ValueErrorIf an invalid name or roi_index were used.
FileNotFoundErrorIf a non-existent roi_index was used.

See also

detect_features: Detect ROI in the Assay samples.
load_roi_list: Loads all ROI from a sample.

load_roi_list(sample: str) → List[Roi]¶

Loads all the ROIs detected in a sample.

Must be called after performing feature detection.

Parameters:

samplestr.: sample name used in the sample metadata.

Returns:

List[ROI]

Raises:

ValueErrorif the ROI data was not found. This error occurs if a
wrong sample name is used or if self.detect_features was not called.

See also

detect_features: Detect ROI in the Assay samples.

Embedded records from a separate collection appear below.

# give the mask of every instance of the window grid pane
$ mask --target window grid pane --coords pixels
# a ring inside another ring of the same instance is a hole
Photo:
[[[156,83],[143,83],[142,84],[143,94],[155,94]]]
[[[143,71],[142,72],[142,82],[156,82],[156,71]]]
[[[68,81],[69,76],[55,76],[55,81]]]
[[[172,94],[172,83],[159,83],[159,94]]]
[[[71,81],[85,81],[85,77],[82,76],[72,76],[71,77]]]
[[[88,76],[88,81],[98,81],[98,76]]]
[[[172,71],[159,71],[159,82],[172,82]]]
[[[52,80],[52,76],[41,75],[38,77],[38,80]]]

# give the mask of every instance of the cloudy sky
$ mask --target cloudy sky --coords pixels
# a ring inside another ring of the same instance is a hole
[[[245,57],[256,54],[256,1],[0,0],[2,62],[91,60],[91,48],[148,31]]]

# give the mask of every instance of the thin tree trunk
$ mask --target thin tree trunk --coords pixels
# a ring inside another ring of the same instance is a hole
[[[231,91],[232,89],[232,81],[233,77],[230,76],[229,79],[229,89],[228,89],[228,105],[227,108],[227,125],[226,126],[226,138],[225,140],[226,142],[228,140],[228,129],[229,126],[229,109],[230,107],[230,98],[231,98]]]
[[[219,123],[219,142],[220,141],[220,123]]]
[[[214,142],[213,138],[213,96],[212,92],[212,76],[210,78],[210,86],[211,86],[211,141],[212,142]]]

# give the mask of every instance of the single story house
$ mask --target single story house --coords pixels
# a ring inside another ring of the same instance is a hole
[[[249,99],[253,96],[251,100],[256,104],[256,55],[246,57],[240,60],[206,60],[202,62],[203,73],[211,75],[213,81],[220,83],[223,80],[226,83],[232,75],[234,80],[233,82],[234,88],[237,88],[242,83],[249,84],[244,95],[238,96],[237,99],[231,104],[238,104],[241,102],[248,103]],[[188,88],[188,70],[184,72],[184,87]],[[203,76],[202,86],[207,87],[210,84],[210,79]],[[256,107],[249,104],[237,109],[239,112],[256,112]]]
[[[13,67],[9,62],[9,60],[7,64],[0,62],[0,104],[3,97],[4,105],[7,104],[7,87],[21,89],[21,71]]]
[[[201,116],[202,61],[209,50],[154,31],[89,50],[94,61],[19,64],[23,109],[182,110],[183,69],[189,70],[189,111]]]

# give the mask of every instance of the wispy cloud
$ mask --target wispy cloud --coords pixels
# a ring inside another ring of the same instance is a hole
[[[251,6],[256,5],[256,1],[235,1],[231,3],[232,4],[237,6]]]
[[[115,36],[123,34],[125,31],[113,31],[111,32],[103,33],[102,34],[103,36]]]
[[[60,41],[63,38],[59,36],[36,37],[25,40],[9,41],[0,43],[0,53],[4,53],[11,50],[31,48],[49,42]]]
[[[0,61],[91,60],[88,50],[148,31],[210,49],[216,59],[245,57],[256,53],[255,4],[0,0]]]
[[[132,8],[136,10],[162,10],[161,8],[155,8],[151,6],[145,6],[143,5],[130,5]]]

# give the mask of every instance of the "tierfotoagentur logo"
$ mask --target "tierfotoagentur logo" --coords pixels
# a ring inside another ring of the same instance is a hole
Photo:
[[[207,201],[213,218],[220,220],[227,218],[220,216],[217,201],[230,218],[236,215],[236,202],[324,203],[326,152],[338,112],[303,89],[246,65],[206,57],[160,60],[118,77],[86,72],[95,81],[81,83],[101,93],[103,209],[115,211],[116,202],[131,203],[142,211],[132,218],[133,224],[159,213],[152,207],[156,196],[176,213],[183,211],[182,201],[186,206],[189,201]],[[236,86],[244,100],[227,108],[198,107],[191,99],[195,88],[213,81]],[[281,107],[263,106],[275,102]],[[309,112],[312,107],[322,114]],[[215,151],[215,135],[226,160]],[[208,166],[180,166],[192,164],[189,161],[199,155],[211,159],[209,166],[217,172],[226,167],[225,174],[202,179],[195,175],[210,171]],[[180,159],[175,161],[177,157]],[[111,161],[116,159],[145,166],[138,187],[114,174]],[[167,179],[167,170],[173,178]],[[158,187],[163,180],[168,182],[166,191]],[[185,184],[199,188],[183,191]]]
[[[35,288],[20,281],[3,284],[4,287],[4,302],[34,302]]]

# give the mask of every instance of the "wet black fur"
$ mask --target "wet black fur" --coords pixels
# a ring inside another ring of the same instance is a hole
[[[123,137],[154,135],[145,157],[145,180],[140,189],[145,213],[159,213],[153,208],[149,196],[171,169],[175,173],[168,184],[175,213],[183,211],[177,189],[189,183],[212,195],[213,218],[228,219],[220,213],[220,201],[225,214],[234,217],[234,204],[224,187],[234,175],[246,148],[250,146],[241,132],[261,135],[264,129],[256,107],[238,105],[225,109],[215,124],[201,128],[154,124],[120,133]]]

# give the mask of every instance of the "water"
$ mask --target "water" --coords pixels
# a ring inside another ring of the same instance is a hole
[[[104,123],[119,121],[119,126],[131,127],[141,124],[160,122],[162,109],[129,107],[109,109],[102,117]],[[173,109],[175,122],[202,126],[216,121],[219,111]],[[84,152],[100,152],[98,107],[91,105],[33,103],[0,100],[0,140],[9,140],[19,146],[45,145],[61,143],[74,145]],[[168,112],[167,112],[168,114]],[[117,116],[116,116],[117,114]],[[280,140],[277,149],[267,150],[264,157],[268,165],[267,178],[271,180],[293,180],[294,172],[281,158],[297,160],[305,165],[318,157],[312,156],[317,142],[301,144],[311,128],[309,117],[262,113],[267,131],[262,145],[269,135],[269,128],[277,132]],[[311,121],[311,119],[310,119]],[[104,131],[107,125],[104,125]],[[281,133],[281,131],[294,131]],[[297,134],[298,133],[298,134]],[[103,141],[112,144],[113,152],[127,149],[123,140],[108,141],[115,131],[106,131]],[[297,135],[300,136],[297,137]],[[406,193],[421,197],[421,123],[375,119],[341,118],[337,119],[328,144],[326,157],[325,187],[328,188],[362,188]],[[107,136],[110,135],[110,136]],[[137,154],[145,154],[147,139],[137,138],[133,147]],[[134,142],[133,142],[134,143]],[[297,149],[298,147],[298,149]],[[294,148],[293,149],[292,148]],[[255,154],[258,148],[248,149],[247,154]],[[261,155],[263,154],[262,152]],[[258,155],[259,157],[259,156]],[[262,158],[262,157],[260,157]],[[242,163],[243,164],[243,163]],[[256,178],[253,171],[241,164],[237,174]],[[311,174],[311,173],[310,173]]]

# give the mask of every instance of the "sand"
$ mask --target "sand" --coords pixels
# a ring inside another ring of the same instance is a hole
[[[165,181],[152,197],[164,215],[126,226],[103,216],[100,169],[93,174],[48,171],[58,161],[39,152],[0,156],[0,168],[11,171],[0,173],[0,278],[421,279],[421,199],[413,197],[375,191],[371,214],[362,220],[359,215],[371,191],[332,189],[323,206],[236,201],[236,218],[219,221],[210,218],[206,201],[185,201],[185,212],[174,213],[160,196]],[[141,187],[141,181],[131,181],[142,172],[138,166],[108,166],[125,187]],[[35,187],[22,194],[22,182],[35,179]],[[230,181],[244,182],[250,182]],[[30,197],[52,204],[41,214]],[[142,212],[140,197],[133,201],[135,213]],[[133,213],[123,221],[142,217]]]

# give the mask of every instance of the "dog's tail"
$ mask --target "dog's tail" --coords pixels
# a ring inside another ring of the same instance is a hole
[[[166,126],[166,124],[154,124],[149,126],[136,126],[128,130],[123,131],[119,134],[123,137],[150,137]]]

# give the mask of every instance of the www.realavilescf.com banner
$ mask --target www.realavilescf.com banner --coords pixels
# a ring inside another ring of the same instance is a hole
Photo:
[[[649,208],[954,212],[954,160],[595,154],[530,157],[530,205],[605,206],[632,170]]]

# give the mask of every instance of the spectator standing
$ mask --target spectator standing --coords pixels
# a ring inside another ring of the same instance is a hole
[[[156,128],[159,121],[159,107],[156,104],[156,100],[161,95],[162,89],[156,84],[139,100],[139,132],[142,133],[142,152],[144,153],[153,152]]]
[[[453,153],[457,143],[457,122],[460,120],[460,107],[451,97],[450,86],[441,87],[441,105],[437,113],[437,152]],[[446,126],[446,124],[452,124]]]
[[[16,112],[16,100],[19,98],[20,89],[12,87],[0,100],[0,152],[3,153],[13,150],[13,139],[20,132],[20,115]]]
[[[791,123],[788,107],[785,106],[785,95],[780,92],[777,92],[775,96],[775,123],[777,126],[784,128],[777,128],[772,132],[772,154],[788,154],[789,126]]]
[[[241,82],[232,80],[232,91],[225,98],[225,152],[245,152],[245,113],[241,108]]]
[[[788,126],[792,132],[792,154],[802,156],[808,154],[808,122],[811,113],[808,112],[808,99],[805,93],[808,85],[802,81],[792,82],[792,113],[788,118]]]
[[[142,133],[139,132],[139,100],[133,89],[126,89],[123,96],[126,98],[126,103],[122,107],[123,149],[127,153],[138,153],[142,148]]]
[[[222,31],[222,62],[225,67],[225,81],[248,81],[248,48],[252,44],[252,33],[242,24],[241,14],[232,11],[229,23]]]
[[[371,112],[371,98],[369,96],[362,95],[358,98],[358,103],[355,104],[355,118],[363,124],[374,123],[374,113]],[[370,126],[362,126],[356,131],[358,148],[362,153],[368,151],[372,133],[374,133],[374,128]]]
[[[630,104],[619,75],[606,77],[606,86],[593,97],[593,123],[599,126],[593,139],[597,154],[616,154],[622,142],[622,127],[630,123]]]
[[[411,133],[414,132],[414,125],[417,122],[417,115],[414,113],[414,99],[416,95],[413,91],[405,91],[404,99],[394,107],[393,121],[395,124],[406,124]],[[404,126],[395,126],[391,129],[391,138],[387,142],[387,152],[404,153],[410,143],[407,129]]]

make_data_matrix(merge_close_features: bool = True, merge_threshold: float = 0.8, mz_merge: float | None = None, rt_merge: float | None = None)¶

Creates a data matrix.

The results are stored in self.data_matrix.

Parameters:

merge_close_featuresbool: If True finds close features and merge them into a single feature. The code of the merged features is in the merged column of the feature metadata. The area in the data matrix is the sum of the merged features.
merge_thresholdfloat, default=0.8: Number between 0.0 and 1.0. This value is compared against the quotient between the number of samples where both features where detected and the number of samples where any of the features was detected. If this quotient is lower than the threshold, the pair o features is merged into a single one.
mz_mergefloat or None, default=None: Merge features only if their mean m/z, as described by the feature metadata, are closer than this values.
rt_mergefloat or None, default=None: Merge features only if their mean Rt, as described by the feature metadata, are closer than this values.

match_features(strategy: str | Callable = 'default', **kwargs)¶

Match features across samples. Each feature is labelled using an integer value to assign a common id. Features that do not belong to any group are labelled with -1. The label is stored in the label_ column of the feature table.

Parameters:

strategystr or callable, default=”default”

If default is used, then tidyms.correspondence.match_features() is used to match features across samples. A function can be passed to customize the matching process. The following template must be used:

def func(assay: Assay, **kwargs) -> Dict:
    ...

The dictionary must have at least one key called “cluster_”, containing an 1D numpy with size matching the number of rows in the feature table. Each value is used to group features from different samples into a data matrix. The value -1 in the array is used to signal features that were not matched to any group and are not going to be included in the data matrix. Other keys with arbitrary names may be used, but the value associated must be a 1D numpy array with size equal to the number of different groups in the cluster array. These arrays can be used to compute feature matching metrics than can be passed to the data matrix construction and used to assess the feature matching process.

**kwargs

Parameters to pass to the underlying function used. See the strategy parameter.